More than a year ago, the three men said, Hicks renounced Islam and 
shaved off his beard. He no longer answers the call to prayer. 'He's 
just a little guy with a very deep voice,' says Rasul. 'If you met 
him you'd think he was the typical kind of Aussie you might see 
drinking Fosters in a bar.'

Freedom

Proof of the Tipton Three's alibis led to rapidly improving 
treatment. Every Sunday after last September, Rasul says, they were 
taken to a shed they called the 'love shack', and allowed to sit 
unchained on a sofa to watch movies on DVD. They were allowed to read 
magazines, and were sometimes fed with hamburgers from Guantanamo's 
branch of McDonald's.

Unaware of the stream of leaks to the media which suggested their 
release might be imminent, they began to sense that the end of their 
ordeal might be drawing near. Even then, they were still being 
interrogated regularly. Rasul says: 'They'd still show us pictures, 
try to get names. My last interrogation was on 5 March. But I could 
see the guy was getting desperate. At one point he said: "Look, I'm 
from the CIA, I can get you anything.

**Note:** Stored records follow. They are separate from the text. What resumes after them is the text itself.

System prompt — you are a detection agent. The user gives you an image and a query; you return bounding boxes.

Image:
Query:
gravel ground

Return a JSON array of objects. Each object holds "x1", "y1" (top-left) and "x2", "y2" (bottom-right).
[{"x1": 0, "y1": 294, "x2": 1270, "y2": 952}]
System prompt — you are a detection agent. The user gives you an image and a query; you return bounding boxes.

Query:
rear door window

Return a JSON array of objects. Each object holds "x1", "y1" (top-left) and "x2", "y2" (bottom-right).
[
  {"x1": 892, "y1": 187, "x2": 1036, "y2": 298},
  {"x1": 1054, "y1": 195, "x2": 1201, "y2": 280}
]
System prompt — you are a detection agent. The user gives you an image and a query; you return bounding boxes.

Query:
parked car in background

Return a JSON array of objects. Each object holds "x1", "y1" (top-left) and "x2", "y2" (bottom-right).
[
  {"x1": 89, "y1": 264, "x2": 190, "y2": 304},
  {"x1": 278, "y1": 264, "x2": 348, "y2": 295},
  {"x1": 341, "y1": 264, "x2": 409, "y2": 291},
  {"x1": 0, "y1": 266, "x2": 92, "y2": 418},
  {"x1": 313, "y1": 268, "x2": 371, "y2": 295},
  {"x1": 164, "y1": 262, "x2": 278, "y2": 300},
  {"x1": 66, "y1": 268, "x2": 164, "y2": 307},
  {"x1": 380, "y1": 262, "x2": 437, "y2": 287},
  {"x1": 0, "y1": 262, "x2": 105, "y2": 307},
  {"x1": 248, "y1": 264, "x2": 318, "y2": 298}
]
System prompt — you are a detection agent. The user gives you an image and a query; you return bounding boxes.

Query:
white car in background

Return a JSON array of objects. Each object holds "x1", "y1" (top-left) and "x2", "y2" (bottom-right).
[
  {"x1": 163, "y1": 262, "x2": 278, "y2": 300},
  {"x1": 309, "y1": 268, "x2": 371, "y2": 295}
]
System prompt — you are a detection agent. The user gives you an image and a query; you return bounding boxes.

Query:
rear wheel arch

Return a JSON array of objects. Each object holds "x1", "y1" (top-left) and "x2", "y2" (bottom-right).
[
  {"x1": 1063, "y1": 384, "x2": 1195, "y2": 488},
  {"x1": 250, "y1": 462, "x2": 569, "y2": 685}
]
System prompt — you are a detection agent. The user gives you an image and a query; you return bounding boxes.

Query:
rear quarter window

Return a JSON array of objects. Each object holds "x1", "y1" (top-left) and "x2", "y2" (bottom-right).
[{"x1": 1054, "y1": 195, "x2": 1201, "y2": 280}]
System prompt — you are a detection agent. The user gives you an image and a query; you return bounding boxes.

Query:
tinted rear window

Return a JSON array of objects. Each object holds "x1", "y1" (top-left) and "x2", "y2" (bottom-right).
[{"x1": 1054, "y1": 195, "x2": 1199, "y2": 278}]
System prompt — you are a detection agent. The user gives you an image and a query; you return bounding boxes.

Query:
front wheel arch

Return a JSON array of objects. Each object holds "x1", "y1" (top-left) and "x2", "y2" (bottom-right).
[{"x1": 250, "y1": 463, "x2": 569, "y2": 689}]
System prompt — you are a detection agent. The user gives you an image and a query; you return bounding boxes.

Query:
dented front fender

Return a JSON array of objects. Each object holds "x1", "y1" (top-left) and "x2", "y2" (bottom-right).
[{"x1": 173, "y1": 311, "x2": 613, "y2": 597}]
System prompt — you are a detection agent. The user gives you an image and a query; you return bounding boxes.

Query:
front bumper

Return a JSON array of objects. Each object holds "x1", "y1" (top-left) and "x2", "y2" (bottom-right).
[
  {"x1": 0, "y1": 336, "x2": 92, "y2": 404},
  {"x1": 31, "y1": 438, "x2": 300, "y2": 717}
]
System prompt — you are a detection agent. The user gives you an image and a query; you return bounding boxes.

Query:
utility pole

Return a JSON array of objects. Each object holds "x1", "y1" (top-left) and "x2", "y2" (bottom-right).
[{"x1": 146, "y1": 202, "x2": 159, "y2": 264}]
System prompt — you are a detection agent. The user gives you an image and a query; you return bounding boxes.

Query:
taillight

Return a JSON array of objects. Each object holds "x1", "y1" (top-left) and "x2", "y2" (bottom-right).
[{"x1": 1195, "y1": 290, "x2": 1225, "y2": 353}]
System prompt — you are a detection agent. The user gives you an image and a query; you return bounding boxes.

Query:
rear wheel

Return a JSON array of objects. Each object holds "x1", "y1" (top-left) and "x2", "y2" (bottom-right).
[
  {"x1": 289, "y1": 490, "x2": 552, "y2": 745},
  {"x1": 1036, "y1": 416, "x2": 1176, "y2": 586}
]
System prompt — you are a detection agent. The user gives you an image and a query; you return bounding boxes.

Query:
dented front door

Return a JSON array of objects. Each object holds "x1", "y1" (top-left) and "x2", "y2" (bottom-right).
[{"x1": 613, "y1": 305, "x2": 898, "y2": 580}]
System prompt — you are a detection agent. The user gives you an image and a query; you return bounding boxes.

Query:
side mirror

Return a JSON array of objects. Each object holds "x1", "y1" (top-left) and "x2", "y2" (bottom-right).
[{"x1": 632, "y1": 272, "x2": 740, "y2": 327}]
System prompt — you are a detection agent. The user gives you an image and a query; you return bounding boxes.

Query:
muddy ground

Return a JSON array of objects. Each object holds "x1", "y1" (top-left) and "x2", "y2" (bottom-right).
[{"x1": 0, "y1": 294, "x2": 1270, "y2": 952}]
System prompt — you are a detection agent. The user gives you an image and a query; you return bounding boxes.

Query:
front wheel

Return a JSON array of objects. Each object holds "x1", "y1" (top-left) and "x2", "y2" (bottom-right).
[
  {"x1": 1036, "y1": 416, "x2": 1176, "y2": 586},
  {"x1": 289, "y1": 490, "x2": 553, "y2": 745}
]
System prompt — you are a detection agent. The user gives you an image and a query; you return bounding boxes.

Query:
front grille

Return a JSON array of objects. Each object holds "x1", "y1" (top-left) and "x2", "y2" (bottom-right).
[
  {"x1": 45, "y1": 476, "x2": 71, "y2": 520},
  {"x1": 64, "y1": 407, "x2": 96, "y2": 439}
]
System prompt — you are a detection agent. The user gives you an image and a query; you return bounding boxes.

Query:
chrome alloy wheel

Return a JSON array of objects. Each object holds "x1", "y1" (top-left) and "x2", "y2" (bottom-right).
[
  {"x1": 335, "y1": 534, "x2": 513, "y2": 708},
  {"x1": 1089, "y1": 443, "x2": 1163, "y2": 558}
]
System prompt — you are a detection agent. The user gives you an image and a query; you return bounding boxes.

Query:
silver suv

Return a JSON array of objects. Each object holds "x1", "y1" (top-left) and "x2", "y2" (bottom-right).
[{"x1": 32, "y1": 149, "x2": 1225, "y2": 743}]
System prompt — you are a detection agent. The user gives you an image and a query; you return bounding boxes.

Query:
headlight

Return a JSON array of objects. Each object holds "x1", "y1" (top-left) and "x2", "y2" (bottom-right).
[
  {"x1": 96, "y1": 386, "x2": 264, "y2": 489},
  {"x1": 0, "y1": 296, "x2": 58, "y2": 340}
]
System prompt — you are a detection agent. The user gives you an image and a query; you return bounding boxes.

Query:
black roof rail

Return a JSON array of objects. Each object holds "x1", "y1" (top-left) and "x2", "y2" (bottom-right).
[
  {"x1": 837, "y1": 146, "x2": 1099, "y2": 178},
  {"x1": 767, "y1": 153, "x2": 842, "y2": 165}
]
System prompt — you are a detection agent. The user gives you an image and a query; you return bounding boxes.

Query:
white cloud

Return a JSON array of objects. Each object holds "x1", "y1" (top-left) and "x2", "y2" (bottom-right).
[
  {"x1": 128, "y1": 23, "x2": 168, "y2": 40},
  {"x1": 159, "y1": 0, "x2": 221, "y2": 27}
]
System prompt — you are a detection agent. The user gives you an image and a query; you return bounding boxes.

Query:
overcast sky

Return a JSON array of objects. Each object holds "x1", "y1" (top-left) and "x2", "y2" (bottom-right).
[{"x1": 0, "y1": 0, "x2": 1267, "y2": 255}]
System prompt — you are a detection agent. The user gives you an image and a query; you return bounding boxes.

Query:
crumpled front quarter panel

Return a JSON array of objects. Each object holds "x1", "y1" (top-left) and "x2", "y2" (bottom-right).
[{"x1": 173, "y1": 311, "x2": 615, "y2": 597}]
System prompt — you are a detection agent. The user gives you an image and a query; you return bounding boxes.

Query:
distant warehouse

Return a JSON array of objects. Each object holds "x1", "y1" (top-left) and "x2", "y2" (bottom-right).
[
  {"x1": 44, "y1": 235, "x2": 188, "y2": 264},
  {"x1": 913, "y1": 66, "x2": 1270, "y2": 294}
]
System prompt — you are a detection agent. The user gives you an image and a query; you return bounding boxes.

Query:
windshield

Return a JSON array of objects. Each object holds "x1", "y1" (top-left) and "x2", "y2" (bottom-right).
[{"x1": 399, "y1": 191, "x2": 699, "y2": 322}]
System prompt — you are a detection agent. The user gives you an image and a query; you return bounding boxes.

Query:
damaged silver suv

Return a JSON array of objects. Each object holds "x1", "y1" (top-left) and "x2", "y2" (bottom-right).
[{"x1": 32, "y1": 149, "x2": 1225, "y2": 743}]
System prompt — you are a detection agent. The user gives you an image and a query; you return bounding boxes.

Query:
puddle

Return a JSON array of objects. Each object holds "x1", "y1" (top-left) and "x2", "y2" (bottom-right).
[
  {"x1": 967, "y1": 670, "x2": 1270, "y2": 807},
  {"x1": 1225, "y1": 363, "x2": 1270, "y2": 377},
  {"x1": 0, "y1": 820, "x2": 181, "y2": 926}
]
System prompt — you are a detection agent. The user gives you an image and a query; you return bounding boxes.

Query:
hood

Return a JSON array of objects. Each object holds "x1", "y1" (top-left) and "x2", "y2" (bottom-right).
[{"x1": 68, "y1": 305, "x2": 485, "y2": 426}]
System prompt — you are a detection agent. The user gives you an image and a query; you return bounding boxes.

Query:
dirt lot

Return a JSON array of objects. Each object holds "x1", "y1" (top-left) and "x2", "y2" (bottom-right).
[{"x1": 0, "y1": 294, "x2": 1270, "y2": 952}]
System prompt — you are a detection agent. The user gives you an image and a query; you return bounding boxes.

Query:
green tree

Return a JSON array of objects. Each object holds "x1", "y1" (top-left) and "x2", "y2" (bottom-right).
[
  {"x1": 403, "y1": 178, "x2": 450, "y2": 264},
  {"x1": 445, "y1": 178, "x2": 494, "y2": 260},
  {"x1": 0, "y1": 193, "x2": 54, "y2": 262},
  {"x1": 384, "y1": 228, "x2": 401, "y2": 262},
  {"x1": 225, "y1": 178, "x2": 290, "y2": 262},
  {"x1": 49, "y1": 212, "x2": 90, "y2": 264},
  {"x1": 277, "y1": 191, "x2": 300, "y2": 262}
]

What do you want? Coke? Ice 
cream?" '

For men who had been through Kunduz and Kandahar, this was not 
impressive. All are convinced that there are no 'big-time' terrorists 
at Guantanamo: arguably the most dangerous, in American eyes, says 
Ahmed, is a group of Taliban mullahs. American intelligence sources 
have confirmed this view to me. The 'big-timers' - men such as Khalid 
Shaikh Mohamed, architect of 9/11, have never been near Guantanamo. 
One source says: 'Guantanamo may even be a bit of a front, designed 
to divert al-Qaeda's attention. It takes everybody's attention away 
from more important matters and locations where big fish are being 
held. The secrecy surrounding it makes everybody think that very 
serious stuff is going on there.'

The three say some of the inmates have seen such suspects - not in 
Cuba, but at Bagram airbase in Afghanistan. According to Iqbal, 'we 
spoke to people who'd been with them there when they were being 
interrogated. They said they flew them out of there alive, but in 
coffins.'

Reviled so publicly by Rumsfeld, now the Tipton Three must struggle 
to rebuild their lives. Their home town, say their families, has 
become too dangerous: effigies of men in orange jump suits have been 
strung from lampposts, while the area is a strongholds of the extreme 
right-wing BNP.

For now they have been marvelling at the little things, Rasul says: 
sitting in cars without chains and being able to operate the windows; 
finding that food does not arrive automatically at set hours, and can 
be tasty and varied. This weekend their dominant emotion is relief. 
As they come to reflect on the experience over the coming weeks, it 
seems likely to turn to a burning, righteous anger.